| lists.openwall.net | lists / announce owl-users owl-dev john-users john-dev passwdqc-users yescrypt popa3d-users / oss-security kernel-hardening musl sabotage tlsify passwords / crypt-dev xvendor / Bugtraq Full-Disclosure linux-kernel linux-netdev linux-ext4 linux-hardening linux-cve-announce PHC | |
|
Open Source and information security mailing list archives
| ||
|
Date: Mon, 8 Mar 2021 19:30:00 +0000
From: Michael Kelley <mikelley@...rosoft.com>
To: Nuno Das Neves <nunodasneves@...ux.microsoft.com>,
"linux-hyperv@...r.kernel.org" <linux-hyperv@...r.kernel.org>
CC: "virtualization@...ts.linux-foundation.org"
<virtualization@...ts.linux-foundation.org>,
"linux-kernel@...r.kernel.org" <linux-kernel@...r.kernel.org>,
"viremana@...ux.microsoft.com" <viremana@...ux.microsoft.com>,
Sunil Muthuswamy <sunilmut@...rosoft.com>,
"wei.liu@...nel.org" <wei.liu@...nel.org>,
Lillian Grassin-Drake <Lillian.GrassinDrake@...rosoft.com>,
KY Srinivasan <kys@...rosoft.com>
Subject: RE: [RFC PATCH 08/18] virt/mshv: map and unmap guest memory
From: Nuno Das Neves <nunodasneves@...ux.microsoft.com> Sent: Monday, March 8, 2021 11:14 AM
>
> On 2/8/2021 11:45 AM, Michael Kelley wrote:
> > From: Nuno Das Neves <nunodasneves@...ux.microsoft.com> Sent: Friday, November
> 20, 2020 4:30 PM
> >>
[snip]
> >> @@ -245,16 +249,318 @@ hv_call_delete_partition(u64 partition_id)

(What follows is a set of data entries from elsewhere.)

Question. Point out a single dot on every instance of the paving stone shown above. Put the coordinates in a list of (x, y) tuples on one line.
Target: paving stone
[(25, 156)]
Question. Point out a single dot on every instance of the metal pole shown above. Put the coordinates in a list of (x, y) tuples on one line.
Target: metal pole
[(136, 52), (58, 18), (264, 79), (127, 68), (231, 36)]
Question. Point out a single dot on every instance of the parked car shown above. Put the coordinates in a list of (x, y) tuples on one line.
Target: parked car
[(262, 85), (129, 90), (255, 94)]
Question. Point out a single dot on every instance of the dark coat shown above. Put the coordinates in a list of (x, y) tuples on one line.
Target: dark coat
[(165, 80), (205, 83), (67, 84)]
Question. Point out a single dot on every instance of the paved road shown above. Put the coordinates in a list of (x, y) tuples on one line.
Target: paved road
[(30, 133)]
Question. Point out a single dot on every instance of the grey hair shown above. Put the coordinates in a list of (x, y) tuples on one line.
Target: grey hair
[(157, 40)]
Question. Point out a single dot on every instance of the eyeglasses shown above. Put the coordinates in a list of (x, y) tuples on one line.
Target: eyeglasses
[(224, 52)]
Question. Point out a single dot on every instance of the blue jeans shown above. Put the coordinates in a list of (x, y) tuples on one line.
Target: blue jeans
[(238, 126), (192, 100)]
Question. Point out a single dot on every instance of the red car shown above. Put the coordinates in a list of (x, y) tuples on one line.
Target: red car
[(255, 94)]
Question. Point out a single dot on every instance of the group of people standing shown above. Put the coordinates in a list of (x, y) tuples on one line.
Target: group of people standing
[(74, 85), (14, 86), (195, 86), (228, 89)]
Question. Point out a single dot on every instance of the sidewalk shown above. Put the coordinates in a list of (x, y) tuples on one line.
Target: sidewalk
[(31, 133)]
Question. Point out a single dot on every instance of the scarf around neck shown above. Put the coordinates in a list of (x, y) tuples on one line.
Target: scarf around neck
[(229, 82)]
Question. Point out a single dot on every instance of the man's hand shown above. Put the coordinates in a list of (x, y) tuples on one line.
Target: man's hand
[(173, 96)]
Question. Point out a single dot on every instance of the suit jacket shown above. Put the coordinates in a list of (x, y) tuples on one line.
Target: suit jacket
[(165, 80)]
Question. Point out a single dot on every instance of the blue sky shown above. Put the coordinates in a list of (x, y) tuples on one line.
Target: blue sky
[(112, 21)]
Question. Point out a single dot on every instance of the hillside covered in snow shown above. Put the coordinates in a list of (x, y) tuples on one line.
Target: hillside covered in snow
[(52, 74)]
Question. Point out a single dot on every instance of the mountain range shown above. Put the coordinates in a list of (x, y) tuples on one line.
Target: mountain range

> >> return -hv_status_to_errno(status);
> >> }
> >>
> >> +static int
> >> +hv_call_map_gpa_pages(u64 partition_id,
> >> + u64 gpa_target,
> >> + u64 page_count, u32 flags,
> >> + struct page **pages)
> >> +{
> >> + struct hv_map_gpa_pages *input_page;
> >> + int status;
> >> + int i;
> >> + struct page **p;
> >> + u32 completed = 0;
> >> + u64 hypercall_status;
> >> + unsigned long remaining = page_count;
> >> + int rep_count;
> >> + unsigned long irq_flags;
> >> + int ret = 0;
> >> +
> >> + while (remaining) {
> >> +
> >> + rep_count = min(remaining, HV_MAP_GPA_BATCH_SIZE);
> >> +
> >> + local_irq_save(irq_flags);
> >> + input_page = (struct hv_map_gpa_pages *)(*this_cpu_ptr(
> >> + hyperv_pcpu_input_arg));
> >> +
> >> + input_page->target_partition_id = partition_id;
> >> + input_page->target_gpa_base = gpa_target;
> >> + input_page->map_flags = flags;
> >> +
> >> + for (i = 0, p = pages; i < rep_count; i++, p++)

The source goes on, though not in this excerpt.